Артур рассмеялся. Громко, раскатисто, так, что даже пришлось притормозить — смех отвлекал от дороги. Повернулся к Стелле и, не дожидаясь проявлений ее инициативности, бесцеремонно сгреб ту в объятья, крепко поцеловав. Не страстно, нет. Как боевого товарища поцеловал. Почему-то он нисколько не сомневался в Стелле. Был уверен, что она бы действительно постояла на стреме, кинулась бы в драку, если бы это понадобилось, подавала бы патроны… да все, что угодно. Черт… он все больше в ней увязал.
— А знаешь, что?
— Что?
— У тебя когда отпуск?
— В мае, а что? — снова «чтокнул» Артур и улыбнулся.
— А то… Давай рванем снова во Францию…
— Летом Париж — не такое уж райское место, — скривился Артур, вновь выезжая на дорогу.
— А почему сразу Париж? Париж — это не Франция. Точнее… Далеко не вся Франция. А самое интересное начинается чуть поодаль. Как раз думала об этом, дожидаясь тебя. Только представь… Амбуаз, Страсбург, Анси, Кольмар! А потом и в Диснейленд. Как думаешь, Карине понравится?
— Карине? Ты… хм… не против, если она поедет с нами?
— А почему я должна быть против? — искренне удивилась Стелла. — Она — твоя дочь. И если ты не планируешь меня делать своим маленьким грязным секретом, а судя по тому, что мы сейчас едем к тебе — ты этого делать не собираешься, то все логично. Правда?
— Правда, — Артур послушно кивнул головой.
— Мы и Сашку можем взять, чтобы мне было спокойнее.
— Сашку?
— Да, срок у нее будет еще небольшой, так что поездка пойдет ей только на пользу. Конечно, вдвоем было бы… эээ… романтичнее… Но детей мы никуда не денем — это факт.

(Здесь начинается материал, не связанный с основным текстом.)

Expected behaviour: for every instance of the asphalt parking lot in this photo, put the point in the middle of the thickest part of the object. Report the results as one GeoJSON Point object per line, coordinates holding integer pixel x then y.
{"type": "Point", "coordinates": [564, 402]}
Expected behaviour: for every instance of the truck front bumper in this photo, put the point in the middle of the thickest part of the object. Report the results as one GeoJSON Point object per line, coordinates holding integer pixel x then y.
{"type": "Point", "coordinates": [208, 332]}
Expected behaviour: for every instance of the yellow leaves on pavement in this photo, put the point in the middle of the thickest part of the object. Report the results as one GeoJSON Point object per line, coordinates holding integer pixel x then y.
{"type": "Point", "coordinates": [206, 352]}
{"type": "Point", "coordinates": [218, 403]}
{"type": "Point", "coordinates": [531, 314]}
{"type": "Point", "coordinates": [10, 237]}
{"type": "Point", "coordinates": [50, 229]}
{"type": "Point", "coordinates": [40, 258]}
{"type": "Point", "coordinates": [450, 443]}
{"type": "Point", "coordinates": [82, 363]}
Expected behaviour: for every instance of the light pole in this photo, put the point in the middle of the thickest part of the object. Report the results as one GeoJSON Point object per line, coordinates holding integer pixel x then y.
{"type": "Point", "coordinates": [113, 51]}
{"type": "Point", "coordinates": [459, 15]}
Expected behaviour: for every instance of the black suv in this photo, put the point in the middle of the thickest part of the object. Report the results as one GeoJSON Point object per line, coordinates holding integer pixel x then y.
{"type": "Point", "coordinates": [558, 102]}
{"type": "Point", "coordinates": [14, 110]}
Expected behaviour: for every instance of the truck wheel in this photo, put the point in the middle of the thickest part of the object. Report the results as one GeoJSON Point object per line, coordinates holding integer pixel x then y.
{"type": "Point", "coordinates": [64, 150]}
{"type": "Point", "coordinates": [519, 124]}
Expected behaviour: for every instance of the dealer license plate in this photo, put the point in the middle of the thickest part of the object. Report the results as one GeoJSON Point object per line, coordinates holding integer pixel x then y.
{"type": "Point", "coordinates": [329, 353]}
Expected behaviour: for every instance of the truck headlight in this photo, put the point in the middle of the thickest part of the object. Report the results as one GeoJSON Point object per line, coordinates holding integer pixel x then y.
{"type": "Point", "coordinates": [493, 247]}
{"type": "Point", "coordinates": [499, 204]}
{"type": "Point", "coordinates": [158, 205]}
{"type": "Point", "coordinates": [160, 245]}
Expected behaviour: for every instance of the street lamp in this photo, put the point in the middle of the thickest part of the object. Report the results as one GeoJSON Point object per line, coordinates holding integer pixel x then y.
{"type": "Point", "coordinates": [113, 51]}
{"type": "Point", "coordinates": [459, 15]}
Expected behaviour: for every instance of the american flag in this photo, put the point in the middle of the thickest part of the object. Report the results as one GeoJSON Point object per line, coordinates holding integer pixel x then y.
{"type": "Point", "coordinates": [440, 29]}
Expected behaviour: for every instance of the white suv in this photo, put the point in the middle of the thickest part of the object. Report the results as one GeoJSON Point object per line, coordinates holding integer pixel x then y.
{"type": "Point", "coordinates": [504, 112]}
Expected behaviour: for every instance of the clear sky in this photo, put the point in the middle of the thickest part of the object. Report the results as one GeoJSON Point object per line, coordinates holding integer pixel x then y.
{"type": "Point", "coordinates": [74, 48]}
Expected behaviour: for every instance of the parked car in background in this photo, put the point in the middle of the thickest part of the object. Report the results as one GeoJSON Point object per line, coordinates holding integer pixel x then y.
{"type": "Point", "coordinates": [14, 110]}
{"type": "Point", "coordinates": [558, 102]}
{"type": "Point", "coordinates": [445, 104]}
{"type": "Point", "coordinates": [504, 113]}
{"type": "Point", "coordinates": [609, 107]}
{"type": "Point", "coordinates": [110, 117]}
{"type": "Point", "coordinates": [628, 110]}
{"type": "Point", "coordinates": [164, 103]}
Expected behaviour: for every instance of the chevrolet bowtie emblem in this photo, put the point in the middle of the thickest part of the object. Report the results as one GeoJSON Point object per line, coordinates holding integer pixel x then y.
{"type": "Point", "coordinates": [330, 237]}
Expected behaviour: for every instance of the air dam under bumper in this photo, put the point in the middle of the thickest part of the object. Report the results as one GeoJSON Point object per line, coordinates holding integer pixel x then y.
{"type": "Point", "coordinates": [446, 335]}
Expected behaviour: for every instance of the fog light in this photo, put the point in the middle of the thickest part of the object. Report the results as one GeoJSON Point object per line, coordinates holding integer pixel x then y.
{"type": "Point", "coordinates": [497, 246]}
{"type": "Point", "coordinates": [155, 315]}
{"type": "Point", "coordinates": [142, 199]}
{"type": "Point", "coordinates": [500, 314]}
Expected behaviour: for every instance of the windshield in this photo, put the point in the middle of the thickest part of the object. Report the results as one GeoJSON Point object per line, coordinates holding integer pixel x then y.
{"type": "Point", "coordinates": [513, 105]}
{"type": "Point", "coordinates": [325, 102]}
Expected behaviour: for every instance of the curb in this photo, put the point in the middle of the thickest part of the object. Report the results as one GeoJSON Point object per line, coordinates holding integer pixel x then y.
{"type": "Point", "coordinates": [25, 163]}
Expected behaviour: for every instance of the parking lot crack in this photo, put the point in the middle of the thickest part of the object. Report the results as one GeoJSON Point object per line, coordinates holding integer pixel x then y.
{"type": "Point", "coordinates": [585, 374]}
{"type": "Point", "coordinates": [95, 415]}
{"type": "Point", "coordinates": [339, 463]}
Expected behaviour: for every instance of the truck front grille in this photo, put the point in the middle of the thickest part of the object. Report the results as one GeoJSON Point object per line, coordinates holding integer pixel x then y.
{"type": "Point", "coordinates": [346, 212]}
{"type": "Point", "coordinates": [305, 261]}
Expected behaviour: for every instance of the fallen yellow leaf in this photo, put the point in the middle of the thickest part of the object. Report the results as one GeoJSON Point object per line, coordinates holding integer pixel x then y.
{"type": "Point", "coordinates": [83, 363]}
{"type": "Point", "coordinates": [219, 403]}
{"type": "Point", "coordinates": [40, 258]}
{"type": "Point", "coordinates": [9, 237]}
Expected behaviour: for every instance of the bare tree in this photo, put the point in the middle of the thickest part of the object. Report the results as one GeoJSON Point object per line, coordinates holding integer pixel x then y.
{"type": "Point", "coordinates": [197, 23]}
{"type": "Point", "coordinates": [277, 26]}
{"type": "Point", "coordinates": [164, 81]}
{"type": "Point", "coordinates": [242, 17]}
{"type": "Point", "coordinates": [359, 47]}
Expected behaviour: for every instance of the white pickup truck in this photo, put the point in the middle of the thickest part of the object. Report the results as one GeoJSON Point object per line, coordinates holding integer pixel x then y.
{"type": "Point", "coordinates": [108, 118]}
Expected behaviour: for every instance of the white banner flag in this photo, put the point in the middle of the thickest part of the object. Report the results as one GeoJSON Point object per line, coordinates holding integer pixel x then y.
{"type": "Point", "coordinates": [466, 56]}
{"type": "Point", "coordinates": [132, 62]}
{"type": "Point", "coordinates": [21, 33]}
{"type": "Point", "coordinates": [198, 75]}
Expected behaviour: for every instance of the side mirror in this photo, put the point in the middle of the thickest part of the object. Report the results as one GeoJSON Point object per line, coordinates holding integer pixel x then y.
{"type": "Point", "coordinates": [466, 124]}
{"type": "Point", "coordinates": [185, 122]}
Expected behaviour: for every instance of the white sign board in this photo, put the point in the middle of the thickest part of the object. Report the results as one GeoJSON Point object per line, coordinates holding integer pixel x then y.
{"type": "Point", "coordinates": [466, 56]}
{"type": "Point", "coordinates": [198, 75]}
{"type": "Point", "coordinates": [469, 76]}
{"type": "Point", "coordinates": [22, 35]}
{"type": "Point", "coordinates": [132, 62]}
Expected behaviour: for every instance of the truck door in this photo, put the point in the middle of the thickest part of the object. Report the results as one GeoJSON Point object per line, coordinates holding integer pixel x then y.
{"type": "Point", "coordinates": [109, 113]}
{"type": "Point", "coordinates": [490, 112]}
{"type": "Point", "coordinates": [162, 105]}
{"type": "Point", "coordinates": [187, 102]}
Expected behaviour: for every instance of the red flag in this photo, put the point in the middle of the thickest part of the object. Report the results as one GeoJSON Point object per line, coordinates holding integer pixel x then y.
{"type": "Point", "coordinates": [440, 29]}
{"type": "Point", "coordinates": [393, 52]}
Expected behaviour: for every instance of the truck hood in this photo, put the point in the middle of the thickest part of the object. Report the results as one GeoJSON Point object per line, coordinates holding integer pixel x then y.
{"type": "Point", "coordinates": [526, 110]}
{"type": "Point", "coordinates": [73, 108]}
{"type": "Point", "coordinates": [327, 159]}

А у Саши хоть появится возможность посмотреть ту страну, в которую она так отчаянно стремится. Ну, это все, конечно, вилами по воде писано, пока я не поговорила с врачами. Вдруг они запретят?
Артур неопределенно пожал плечами. Вообще он старался не заглядывать в будущее. По крайней мере, в их будущее со Стеллой — так точно. Тому было сразу несколько причин. А в основе всего — его комплексы. Все то, о чем любому приличному мужику, вроде как, и думать зазорно. Но он не видел смысла отрицать очевидные вещи. На бессознательном уровне Артур считал себя недостойным такой женщины, как Стелла. Он не мог избавиться от мысли, что быстро ей надоест, что она… наиграется, что ли? У него в голове эта мысль засела, и не избавиться от нее, не вытащить, как занозу. И хочется, и колется. Первый раз. Повело. Даже голова кружится. В общем, не думал он о будущем. Совсем. Тем более, не представлял их встреч, когда ребенок Стеллы родится. Если, конечно, они вообще протянут так долго.
Сместившись на краешек кресла, Стелла заглянула в зеркало заднего вида, поправила и без того безупречный макияж (вот у кого Каркуше стоило поучиться!) и снова вернулась на место. Артуру недоставало этого. Всех этих милых женских штучек. Нет, Каркушиного добра, конечно, хватало за глаза. Вся квартира была завалена. Но то — совсем другое. А здесь… и сумочка ее с дребеденью, и шпильки на высоченных каблуках, и мудреный браслет на тонком запястье, знойный насыщенный аромат… Все одно к одному. А в центре — она. Его женщина. Пока еще точно его.